Eoin Gavin, president, Shannon Chamber (centre) is pictured at Shannon Chamber’s office with (from left): Senator Timmy Dooley; Siobhan Dolan Clancy, Shannon Estuary Economic Task Force (SEETF); Kevin Thompstone, director, Shannon Chamber; Alan Mulrooney, CEO, WDC; Michael McNamara TD; Ian Barrett, director, Shannon Chamber; Barry O’Sullivan, chair, SEETF; Ger O’Halloran, PA to Joe Carey TD; Mary Considine, CEO, The Shannon Airport Group; and Orlaith Borthwick, director, Shannon Chamber. Photograph by Eamon Ward

Following a briefing by the chair of the Shannon Estuary Economic Task Force (SEETF), Barry O’Sullivan, to Clare local Oireachtas representatives, Shannon Chamber board members, the CEO of the Western Development Commission (WDC) and members of the Task Force, held in Shannon Chamber’s offices, the president of Shannon Chamber, Eoin Gavin, has called on Government to expediate policy to enable Ireland to capitalise on the enormous opportunity the floating offshore wind sector offers the country.

“Ireland is already lagging behind many of its European neighbours in this sector and, with the development of floating wind continuing at increasing pace around the world, the risk of being left behind cannot be contemplated,” he stated.

“To bring power onshore by 2032, floating turbines need to be built, deployed, and maintained; we need a detailed plan and the infrastructure.

“Our ask, as a Chamber, is that floating wind be included in Phase 3 of the Future Framework Policy, scheduled for issue in Q1, 2024; designated maritime area plans (DMAPs) to zone Ireland’s Atlantic waters be undertaken, and a 400MW floating wind demonstrator be included in the schedule of Renewable Energy Support Scheme (RESS) auctions.

“If Ireland is serious about developing floating offshore wind, these three key criteria must be actioned,” said Gavin.

“As stated at the meeting, the Shannon Estuary is the only place that can support the building of floating wind turbines at scale. It has an extensive electricity and gas network, and deep water next to plentiful land available for industrial development. The potential to create new opportunities for economic development, not previously possible, is immense, yet the critical steps to make this a reality have not yet happened,” he added.

“Shannon Foynes Port requires Connecting Europe Facility (CEF) funding to develop the required infrastructure. The next call for proposals is imminent and if this window is not met, the result will be a four-year delay until the next funding call in 2028. Time is critical,” said Gavin.

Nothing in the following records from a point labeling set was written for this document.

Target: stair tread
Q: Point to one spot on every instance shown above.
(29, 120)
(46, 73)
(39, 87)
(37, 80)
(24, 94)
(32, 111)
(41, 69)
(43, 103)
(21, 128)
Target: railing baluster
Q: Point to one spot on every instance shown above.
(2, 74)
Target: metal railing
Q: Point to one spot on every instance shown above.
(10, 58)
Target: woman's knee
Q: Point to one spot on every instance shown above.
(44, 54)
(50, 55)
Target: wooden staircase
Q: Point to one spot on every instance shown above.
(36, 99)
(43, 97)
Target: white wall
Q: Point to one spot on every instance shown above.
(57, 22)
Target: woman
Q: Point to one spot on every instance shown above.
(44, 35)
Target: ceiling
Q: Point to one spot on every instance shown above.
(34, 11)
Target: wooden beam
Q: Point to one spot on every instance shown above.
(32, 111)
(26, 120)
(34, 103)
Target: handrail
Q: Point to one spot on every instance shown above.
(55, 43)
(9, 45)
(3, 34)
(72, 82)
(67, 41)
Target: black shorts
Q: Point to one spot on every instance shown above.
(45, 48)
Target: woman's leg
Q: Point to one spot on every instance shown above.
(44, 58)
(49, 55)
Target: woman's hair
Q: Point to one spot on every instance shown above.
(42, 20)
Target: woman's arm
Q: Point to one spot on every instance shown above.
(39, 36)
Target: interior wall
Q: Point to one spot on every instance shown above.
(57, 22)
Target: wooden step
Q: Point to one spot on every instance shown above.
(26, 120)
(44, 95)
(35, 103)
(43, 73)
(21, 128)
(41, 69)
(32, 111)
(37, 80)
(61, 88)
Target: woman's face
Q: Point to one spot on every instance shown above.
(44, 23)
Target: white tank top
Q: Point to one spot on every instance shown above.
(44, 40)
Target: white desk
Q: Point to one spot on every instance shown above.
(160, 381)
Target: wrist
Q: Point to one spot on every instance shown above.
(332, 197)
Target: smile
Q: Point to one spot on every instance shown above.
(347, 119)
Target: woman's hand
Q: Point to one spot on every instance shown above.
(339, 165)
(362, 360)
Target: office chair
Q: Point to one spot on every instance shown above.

“DMAPs are a critical element of developing the sector. As stated at the meeting, Clare County Council has the executive expertise to commence this mapping process and these skills should be utilised to get the process underway.

“Shannon Chamber, via its links with the Atlantic Economic Corridor (AEC), which has officers deployed in local authorities along the western seaboard, will, in conjunction with the WDC, also examine the potential of utilising this mechanism to acquire the skillsets needed to produce DMAPs.

“We simply cannot lose this window of opportunity. While many other facets of developing this sector need to be addressed, most notably the creation of a dedicated agency with the expertise to accelerate its implementation, unless the first key critical steps commence, the sector cannot develop at pace.

“The opportunity is so great for Ireland, it needs to be expediently capitalised on,” added Mr Gavin.